O 'motim' do Ceará é problema do Ceará e do governador e do povo cearense que elegeu um petista para governar o Estado.
A GLO tem duração limitada, não havendo obrigação do governo federal manter a garantia até as próximas eleições, ou mesmo além.] Doria se dispôs a enviar 100 homens, 20 viaturas e dois drones da PM
paulista, enquanto fazia consultas à procuradoria sobre o seguro para os
homens da operação em outro Estado. O importante, para os governadores,
era dar o recado para Bolsonaro e não deixar o Ceará ilhado entre
bandidos agindo à luz do dia e PMs amotinados.
Simultaneamente, Camilo Santana estudava entrar com recurso no Supremo
para obrigar o presidente a manter o Exército no Estado, de acordo com a
Constituição. Em live na internet, Bolsonaro referiu-se à “minha GLO”. A
GLO não é dele, muito menos deve ficar ao sabor de disputas politicas,
mas mesmo assim seria drástico jogar o Supremo na mais nova crise entre
Planalto e governadores e mais lenha na fogueira entre os Poderes. Foi pela dupla pressão, dos governadores e da possível interferência do
Supremo, que Bolsonaro decidiu e finalmente anunciou a prorrogação da
GLO no Ceará, onde as negociações entre o governador e os PMs rebelados
empacaram numa palavra: anistia.
Bolsonaro parece tratar tudo isso na base do “bem feito!”. Não percebe
que quem está contra a parede hoje é o petista Camilo Santana, mas quem
poderá estar amanhã é o País todo. Se o Ceará ceder e anistiar facções
de uma força armada que tomaram de assalto quartéis, fecharam o
comércio, tomaram viaturas policiais, desfilaram encapuzados e miraram
para matar num senador licenciado [senador cuja irresponsabilidade deveria ser considerada, no mínimo, falta de decoro - somos levados a pensar que se fosse o presidente Bolsonaro o autor do ato tresloucado, estúpido, provocador, todos estariam querendo o seu 'impeachment'.] isso será um pavio de pólvora.
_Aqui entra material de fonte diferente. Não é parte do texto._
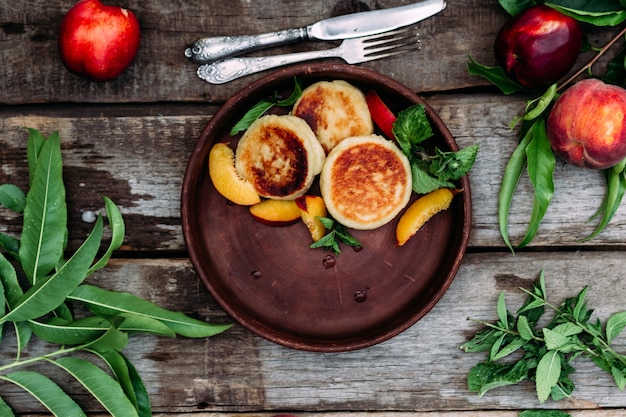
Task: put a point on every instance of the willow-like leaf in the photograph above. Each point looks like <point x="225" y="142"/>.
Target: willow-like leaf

Bolsonaro não lucra nada com isso.
Em reunião no Ministério da Defesa, quinta-feira, ele ouviu um balanço
da presença da Força Nacional e do Exército no Ceará e tomou para si a
decisão de prorrogar ou não a GLO.
Art. 15. O emprego das Forças Armadas na defesa da Pátria e na garantia dos poderes
constitucionais, da lei e da ordem, e na participação em operações de paz, é de
responsabilidade do Presidente da República, que determinará ao Ministro de Estado da
Defesa a ativação de órgãos operacionais, observada a seguinte forma de
subordinação:....]
No caso dele, uma decisão envolvendo
dados reais, a disputa ideológica e, digamos, o seu jeito de ser. A
vontade irresistível de dar mais um tranco nos governadores. Eu sou
presidente, eu posso... Como pano de fundo, há a complexa questão das PMs, que são militares,
mas não são subordinadas às Forças Armadas e sim aos governos estaduais. [As polícias militares, da mesma forma que o Corpo de Bombeiros Militar, são forças auxiliares e reserva e o Exército.
É legalmente possível, até que o comando das Forças Auxiliares seja exercido por um oficial das Forças Armadas.
Durante o Governo Militar era essa a forma empregada e havia ordem - motins, só em fugídios pensamentos.] Convivem com as regras políticas dos governadores e lembram que são
militares quando, por exemplo, tentam absorver regras camaradas na
reforma da Previdência.
O fato é que 20 dos 27 governadores unem-se ao Supremo e ao Congresso
para defender o equilíbrio da República, a democracia, os bons modos e o
velho princípio de que “respeito é bom e eu gosto”. Os de São Paulo e
Rio dão voz à reação, os do Nordeste tratam de controlar as contas
públicas, atrair investimentos e manter os ganhos sociais. Há muitas
divergências entre eles, mas trabalham o que há de comum.
É isso que Bolsonaro deveria fazer: marcar posição no que há de
divergente, mas atuar em conjunto no que é de interesse do País e da
Nação. Aliás, como ocorre quando governo federal e governo de São Paulo
somam esforços contra um inimigo de todos, o coronavírus. Essa, sim, é
uma ação republicana, ninguém perde, todos ganham. Mas é preciso algo
que parece em falta: postura de estadista, noção da importância e dos
limites do cargo. Ou seja, grandeza política e pessoal.